A juíza ressaltou que a aprendizagem profissional, cuja cota já não vem sendo cumprida - são 40 mil vagas não preenchidas no Rio de Janeiro e 150 mil no Brasil -, serão prejudicadas pelos programas. Isso porque a intenção é destinar aos projetos parte do valor encaminhado pelo Sistema S (Sesi, Sesc, Senai e Senac) à política de aprendizagem. “A mudança poderá fazer com que haja maior facilidade de levar os jovens para o mundo do trabalho sem proteção legal, mesmo havendo vagas de aprendizes ociosas”, disse.

Também foi tratado por Adriana, na entrevista, a exclusão do artigo 66, que previa, para efeito de cumprimento da cota obrigatória de aprendiz, a contabilização dos jovens em situação de vulnerabilidade ou risco social contratados pelo Requip. Apesar do avanço, ela classifica como “muito grave” os efeitos que os programas ainda podem gerar aos jovens, já que, mesmo com o cumprimento da cota de aprendizagem, as companhias terão a possibilidade de contratar mais trabalhadores em condições precarizadas em vez de ampliar seu quadro de empregados protegidos pela CLT. 

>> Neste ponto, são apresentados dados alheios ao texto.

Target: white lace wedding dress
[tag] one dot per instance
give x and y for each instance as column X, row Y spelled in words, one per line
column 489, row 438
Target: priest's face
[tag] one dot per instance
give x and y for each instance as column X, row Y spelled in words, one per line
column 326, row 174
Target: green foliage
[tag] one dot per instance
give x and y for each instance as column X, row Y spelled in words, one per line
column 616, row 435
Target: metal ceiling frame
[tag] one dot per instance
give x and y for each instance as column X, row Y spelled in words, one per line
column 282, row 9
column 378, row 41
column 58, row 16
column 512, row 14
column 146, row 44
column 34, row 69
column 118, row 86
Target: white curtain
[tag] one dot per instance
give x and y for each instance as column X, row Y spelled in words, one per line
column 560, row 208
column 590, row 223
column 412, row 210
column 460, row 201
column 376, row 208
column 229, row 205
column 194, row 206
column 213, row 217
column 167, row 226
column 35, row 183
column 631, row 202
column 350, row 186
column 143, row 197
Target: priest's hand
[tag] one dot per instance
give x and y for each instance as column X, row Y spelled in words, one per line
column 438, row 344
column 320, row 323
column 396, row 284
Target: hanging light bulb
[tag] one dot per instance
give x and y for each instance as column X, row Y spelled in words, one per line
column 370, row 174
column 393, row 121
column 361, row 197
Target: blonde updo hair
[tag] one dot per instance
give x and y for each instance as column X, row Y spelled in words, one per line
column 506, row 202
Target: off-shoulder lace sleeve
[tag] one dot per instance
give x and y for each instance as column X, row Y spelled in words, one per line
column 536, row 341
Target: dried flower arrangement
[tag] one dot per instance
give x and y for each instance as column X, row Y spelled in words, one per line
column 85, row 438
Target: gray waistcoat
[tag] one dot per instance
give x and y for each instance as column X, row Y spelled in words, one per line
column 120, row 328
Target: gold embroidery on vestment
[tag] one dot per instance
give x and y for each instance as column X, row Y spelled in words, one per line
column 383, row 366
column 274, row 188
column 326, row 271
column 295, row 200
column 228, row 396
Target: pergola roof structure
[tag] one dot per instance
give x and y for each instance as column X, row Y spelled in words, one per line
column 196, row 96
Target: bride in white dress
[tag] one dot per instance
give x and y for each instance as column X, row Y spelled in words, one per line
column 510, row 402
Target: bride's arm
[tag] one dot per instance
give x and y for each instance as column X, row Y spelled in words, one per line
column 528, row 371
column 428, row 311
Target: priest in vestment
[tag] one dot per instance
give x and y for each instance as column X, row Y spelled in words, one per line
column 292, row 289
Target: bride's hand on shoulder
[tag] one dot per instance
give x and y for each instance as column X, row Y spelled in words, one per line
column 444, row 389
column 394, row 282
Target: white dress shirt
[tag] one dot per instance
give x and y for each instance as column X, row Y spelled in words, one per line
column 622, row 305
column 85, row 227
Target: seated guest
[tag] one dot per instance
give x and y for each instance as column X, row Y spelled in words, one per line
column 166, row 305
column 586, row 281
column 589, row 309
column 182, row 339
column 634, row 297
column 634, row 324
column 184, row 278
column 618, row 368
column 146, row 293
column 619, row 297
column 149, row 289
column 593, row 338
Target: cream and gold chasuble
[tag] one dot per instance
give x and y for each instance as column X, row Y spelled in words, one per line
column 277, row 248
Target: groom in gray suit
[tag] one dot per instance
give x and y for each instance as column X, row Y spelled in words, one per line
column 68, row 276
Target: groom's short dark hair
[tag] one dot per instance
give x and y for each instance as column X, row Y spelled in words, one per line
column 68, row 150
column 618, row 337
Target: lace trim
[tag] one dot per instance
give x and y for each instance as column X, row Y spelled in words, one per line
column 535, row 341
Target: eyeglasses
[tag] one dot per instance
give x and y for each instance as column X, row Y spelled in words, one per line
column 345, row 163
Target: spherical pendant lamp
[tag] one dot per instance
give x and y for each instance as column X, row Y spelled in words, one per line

“Pelo Requip, um jovem vai ganhar 440 reais, enquanto, pela aprendizagem, receberia o salário mínimo. Como aprendiz, o jovem é segurado da previdência social em caráter obrigatório; pelos programas do governo, poderá ser segurado facultativo, ou seja, vai ter que pagar para ter a cobertura do INSS. Na aprendizagem, a qualificação é de 400 horas de estudos e, nos programas, são de apenas 180 horas, sendo a grande maioria e à distância, o que é problemático em um país ainda sem inclusão digital”, indicou.

Para Adriana, é lamentável que uma MP que poderia incentivar empresas para a geração de empregos promova retrocesso social e precarização. “Isso trará ainda mais vulnerabilidade para quem já é vulnerável. São políticas que, no lugar de inserir e incluir, promovem o afastamento social.”